Mom obviously wanted this guy to think she and I were the perfect American family, and lf that meant even my room had to be clean, then nothing was going to stop her. I could live with it, at least for the evening. Mom and I set the table three times before the doorbell finally rang.

When it did, neither one of us knew who should answer it, but Mom finally opened the door. He didn't look anything like my father. We might as well get them out of the way fast. Then when we got around to the big tricky words like mother and son, at least some groundwork would have been laid. They say you can tell a lot about a man from his handshake, but not when he's your long lost brother.

I mean bother. Tiffany, why don't you show Jack the living room I'll join you in a moment. I see him sometimes. I kind of asked. Your father's name is Ronny. My father's name is Mike. I don't know much else about your father except he didn't want to marry Mom. They were both teenagers, I guess. Do you want to meet him too? I could sure understand that one. Did you want that-to have a kid sister, I mean?

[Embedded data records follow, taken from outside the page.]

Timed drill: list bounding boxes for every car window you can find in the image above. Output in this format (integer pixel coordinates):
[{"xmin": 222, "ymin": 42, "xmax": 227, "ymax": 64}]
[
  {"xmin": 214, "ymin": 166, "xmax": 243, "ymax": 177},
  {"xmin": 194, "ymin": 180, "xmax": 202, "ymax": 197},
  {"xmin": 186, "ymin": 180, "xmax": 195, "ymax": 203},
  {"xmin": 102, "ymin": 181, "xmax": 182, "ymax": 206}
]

I have a sister back home. She's adopted too. She's Korean. I guess there isn't much of a family resemblance, then. How old are you? My father's always griping about it. He owns a car dealership. New and used. I work there summers. My mom's a housewife. I wanted to tell him that maybe someday I'd be jealous that he'd been given away to a family that could afford to send him to college, but that it was too soon for me to feel much of anything about him.

There was a lot I wanted to say, but I didn't say any of it. She drinks and she gambles and she beats me black and blue if I even think something wrong. Jack looked horrified. I realized he had definitely not inherited Mom's sense of humor. She's fine. She's a good mother. It must have really hurt her to give you away like that. It didn't seem right to tell him I'd learned less than twenty four hours before.

To see what they looked like. I love Mom and Dad, you understand. But I felt this need. I was starting to develop a real need to see what Jack's parents looked like, and we weren't even related. It takes a lot out of you making small talk with a brother. Do you like him? Does he seem nice? So we did. We carried out platters of chicken and mashed potatoes and biscuits and salad' Jack came to the table as soon as he saw what we were doing.

She looked as shocked as he'd told her he was a vampire.


Family of Strangers

This was one bed on Thursday that Mom bothered to tell reunion I had no intention of missing. School twenty years earlier was coming over for never goes fast on Fridays, but when your mind is supper the next day. I asked. It seemed to me it was Moms said. You must have forgotten.


As It is With Strangers

Susan Beth Pfeffer born February 17, is a retired American author best known for young adult science fiction. After writing for 35 years, she received wider notice for her series of post-apocalyptic novels often called 'The Last Survivors' or 'Moon Crash' series, some of which have appeared on the New York Times. As it is with Strangers About the Story Non Fiction Connection The Theme Summary Summary Summary After her long-lost half brother left, Tiffany didn't feel nearly as close to her mother as she did before, she felt as if she had just learned something about her mother, that was improtant, yet was hidden from her. She had gone to school for two years, before making the decision to drop out of high school, finding it both easier to take care of her child, and to take off as much stress that was on her shoulders.


Photo from citylab. I figured I probably had. Having an older brother must have just slipped my mind. Presumably Mom had never told me that. I guess he did. Don't be late for supper tomorrow. This was one reunion I had no intention of missing.